Me mordí el labio hasta que sangró, sintiendo el sabor metálico en mi lengua. Dios mío, eso duele…
—Suelta a la joven—una voz profunda, extraña y ronca cortó el aire como una cuchilla. Abrí mucho los ojos. Justo a mi lado estaba un extraño. Hombros anchos, brillando bajo la luz de la farola, manos poderosas surcadas de venas, labios carnosos y cerrados, una mirada tan negra como el cañón de un revólver.
— ¡Ella es mi esposa! —Taguir gruñó, encogiéndose de hombros.
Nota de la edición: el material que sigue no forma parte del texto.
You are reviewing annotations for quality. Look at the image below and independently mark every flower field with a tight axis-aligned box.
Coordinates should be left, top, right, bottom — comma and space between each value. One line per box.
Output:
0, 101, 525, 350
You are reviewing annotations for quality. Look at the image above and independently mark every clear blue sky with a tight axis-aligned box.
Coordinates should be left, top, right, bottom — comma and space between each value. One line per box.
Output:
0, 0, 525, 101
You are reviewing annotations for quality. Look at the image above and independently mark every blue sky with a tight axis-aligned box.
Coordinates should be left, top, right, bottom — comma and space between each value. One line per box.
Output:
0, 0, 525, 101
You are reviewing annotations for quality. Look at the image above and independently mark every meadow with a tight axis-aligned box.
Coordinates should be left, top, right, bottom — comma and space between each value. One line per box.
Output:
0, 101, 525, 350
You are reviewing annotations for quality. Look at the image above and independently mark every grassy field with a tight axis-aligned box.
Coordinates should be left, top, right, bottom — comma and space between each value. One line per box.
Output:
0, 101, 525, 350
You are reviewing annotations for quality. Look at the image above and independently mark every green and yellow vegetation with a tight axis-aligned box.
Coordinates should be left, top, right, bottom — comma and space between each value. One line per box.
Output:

Entrecerró los ojos con fastidio: el extraño acababa de abrir la puerta de hierro y ahora estaba dentro del terreno de nuestra casa.
—Me parece que ella no ve las cosas de la misma manera…
El hombre hizo un gesto como para separarme de mi marido y ponerme detrás de él, protegiéndome con su enorme cuerpo. Y todo mi ser quería responder a ese gesto: esconderse, huir del mundo entero detrás de ese gigante seguro de sí mismo.
Pero en ese preciso momento, fue como si cien cuchillos se clavaran en mis entrañas. Un dolor insoportable me apretó el estómago.
Exhalé un aliento caliente y miré hacia abajo.